Limelight Networks Acquires Kiptronic

Limelight Networks, a company dedicated to boosting the speed of Websites and user applications over the Internet, acquired Kiptronic, which designs applications that tailor content to Internet-ready and mobile devices, for an undisclosed sum. Porting applications onto mobile devices such as smartphones becomes more important as those devices generally increase their presence in both business and consumer life.

Limelight Networks announced the acquisition of Kiptronic, which designs applications for device-optimized content delivery and monetization, on May 21.

Kiptronic's products allow content to be tailored to a particular Internet-connected or mobile device without needing to change aspects of the platform that content is built upon. The company's Web-based tools can be used by advertisers to serve video ads to those smaller devices in the same manner as delivery to traditional Web browsers.

Both companies refused to disclose the terms of the deal, which was transacted with a combination of cash and common stock. A spokesperson for Limelight Networks shot down the figure of $12 million suggested by Dan Rayburn of as "pure rumor on the Web."

The agreement seeks to link Kiptonic's content-scaling software onto Limelight Networks' delivery platform. Limelight Networks attempts to "improve the performance and profitability of [Web] sites and end-user experiences," according to the company, by routing traffic "over a private fiber-optic backbone" as opposed to the Internet.

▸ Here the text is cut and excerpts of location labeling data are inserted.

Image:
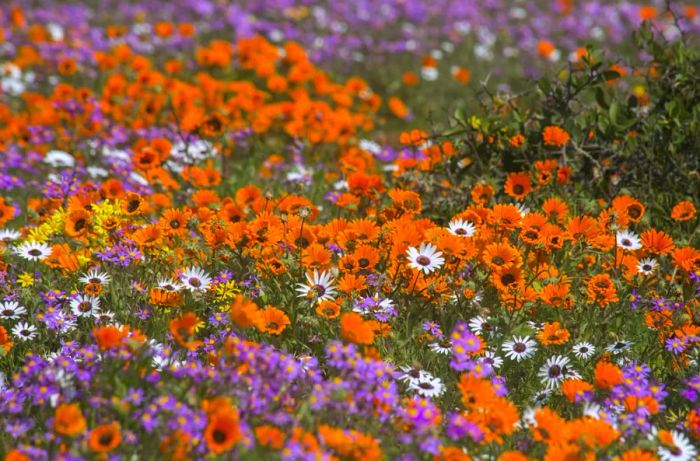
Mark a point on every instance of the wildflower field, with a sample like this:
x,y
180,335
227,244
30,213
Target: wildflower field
x,y
363,230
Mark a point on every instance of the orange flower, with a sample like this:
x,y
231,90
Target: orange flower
x,y
69,420
355,329
328,309
273,321
223,430
575,389
555,136
244,312
683,211
518,185
105,438
110,336
657,242
553,333
184,328
270,436
601,290
607,375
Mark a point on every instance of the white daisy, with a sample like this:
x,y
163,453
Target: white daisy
x,y
619,347
85,305
541,397
462,228
490,358
195,279
426,258
427,386
628,240
8,235
583,350
11,310
59,159
519,348
169,285
443,346
412,375
95,276
33,251
646,266
24,331
555,370
682,449
319,286
480,324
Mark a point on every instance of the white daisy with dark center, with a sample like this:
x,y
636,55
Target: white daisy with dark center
x,y
646,266
555,370
318,286
426,258
628,240
461,228
519,348
33,251
24,331
583,350
85,305
11,310
195,279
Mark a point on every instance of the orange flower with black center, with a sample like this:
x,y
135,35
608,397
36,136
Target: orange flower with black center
x,y
553,333
683,211
133,204
223,430
501,256
273,321
355,329
105,438
518,185
69,420
555,136
328,309
174,221
244,312
184,329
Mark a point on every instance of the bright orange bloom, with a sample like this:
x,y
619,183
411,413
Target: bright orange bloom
x,y
355,329
69,420
607,375
683,211
554,136
105,438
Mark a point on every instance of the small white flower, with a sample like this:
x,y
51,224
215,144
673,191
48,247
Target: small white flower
x,y
490,358
619,347
11,310
519,349
682,449
33,251
462,228
426,258
427,386
195,279
85,305
646,266
443,346
24,331
95,276
318,286
555,370
59,159
628,240
8,235
583,350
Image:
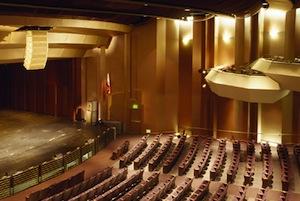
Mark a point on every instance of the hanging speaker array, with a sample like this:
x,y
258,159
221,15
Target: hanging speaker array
x,y
36,51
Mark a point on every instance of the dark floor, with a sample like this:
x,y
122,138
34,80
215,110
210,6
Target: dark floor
x,y
28,139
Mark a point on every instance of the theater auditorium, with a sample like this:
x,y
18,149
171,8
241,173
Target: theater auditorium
x,y
150,100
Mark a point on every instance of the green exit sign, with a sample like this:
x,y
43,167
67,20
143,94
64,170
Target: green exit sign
x,y
135,106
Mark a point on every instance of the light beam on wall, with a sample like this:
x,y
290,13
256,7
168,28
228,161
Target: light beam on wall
x,y
36,51
274,33
226,37
186,39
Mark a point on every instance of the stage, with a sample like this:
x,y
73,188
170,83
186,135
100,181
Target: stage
x,y
28,139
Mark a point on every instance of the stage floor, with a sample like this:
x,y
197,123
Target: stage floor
x,y
28,139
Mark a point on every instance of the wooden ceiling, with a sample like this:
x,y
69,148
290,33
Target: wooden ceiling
x,y
130,12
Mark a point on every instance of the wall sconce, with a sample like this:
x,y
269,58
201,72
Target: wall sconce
x,y
226,37
274,33
186,39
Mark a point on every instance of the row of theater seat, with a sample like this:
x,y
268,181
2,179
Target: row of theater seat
x,y
154,162
267,175
219,161
173,157
161,190
283,196
188,159
283,154
121,188
232,171
249,170
201,192
241,196
56,188
297,154
204,159
261,195
180,191
149,152
100,188
133,153
220,194
140,190
120,151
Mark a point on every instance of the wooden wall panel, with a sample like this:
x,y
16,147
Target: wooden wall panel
x,y
54,90
296,117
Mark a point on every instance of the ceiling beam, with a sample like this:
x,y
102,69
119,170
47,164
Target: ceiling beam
x,y
112,28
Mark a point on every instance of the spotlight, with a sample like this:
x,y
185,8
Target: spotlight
x,y
265,4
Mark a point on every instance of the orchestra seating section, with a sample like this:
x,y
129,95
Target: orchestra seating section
x,y
179,192
58,187
120,151
204,159
201,191
220,194
173,157
84,188
267,174
261,195
145,156
130,179
284,164
235,161
219,161
134,152
156,160
241,194
187,161
250,163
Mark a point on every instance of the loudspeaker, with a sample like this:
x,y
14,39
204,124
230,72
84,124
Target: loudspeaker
x,y
36,51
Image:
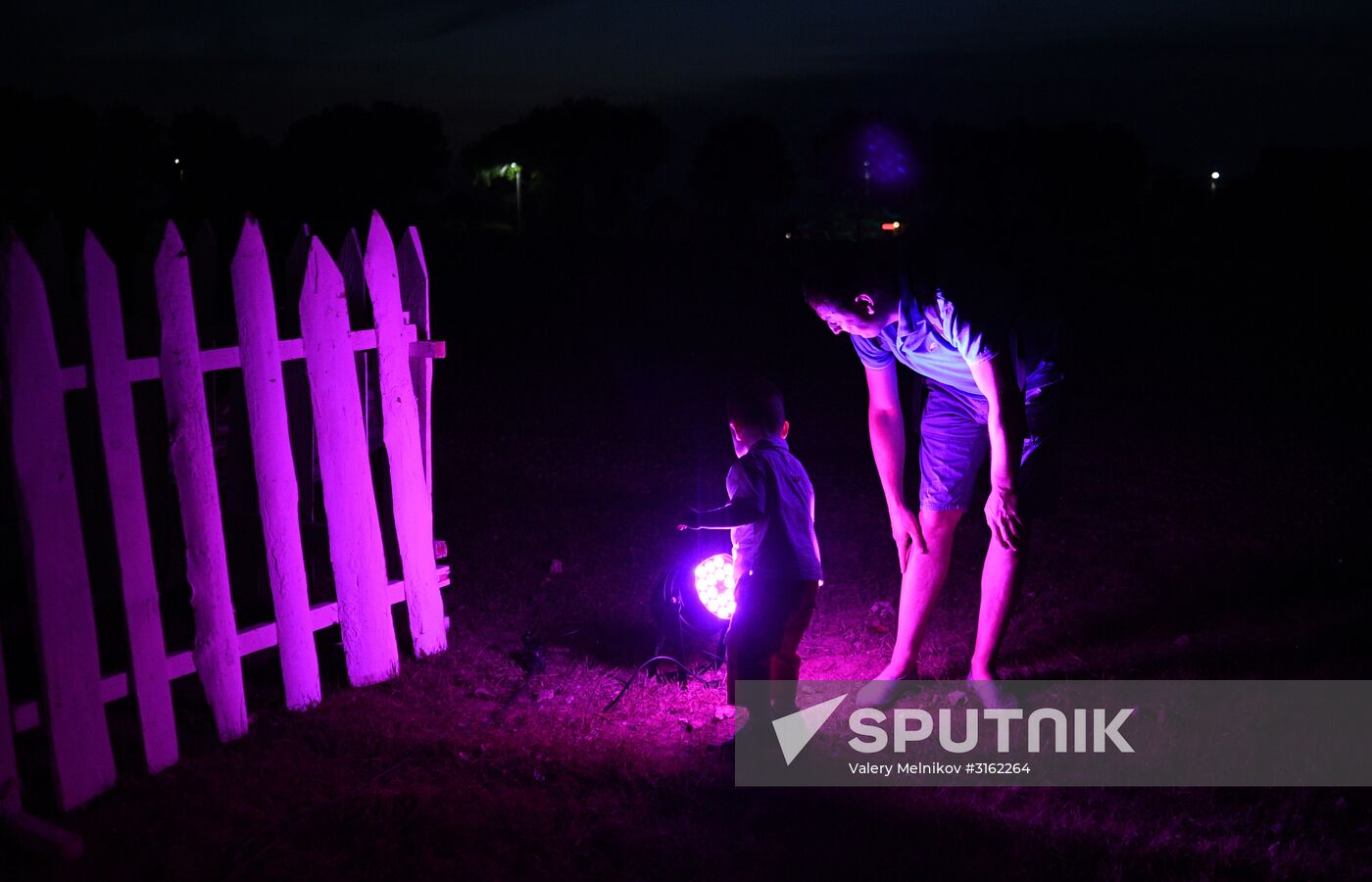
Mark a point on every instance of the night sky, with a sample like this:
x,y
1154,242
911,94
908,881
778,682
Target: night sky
x,y
1204,84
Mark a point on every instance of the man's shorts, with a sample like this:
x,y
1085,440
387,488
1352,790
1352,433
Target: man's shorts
x,y
954,445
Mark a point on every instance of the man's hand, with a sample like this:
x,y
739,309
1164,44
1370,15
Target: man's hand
x,y
1004,517
905,529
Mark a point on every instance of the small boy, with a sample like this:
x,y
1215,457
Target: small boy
x,y
771,514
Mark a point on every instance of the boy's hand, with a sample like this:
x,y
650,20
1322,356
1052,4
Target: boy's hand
x,y
688,518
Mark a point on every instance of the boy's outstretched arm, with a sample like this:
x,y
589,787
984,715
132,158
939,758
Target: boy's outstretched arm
x,y
734,514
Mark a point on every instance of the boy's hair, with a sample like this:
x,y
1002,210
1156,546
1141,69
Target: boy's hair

Limelight Networks has also partnered with other companies to improve the speed of cloud computing.

"The distribution and monetization of content on [Internet-connected and mobile] devices is complex and difficult to implement in a scalable fashion," Jeff Lunsford, CEO of Limelight Networks, said in a statement. "The combination of Limelight Networks' distributed computing and delivery platform with Kiptronic's device-targeting and dynamic insertion technologies will allow us to provide...a streamlined and scalable solution to this problem."

The porting of applications onto mobile devices and smartphones has grown increasingly important to businesses, as the use of such devices rises in popularity. In December 2008, a study from the Pew Internet & American Life Project predicted that mobile phones will be the primary Internet access point by 2020.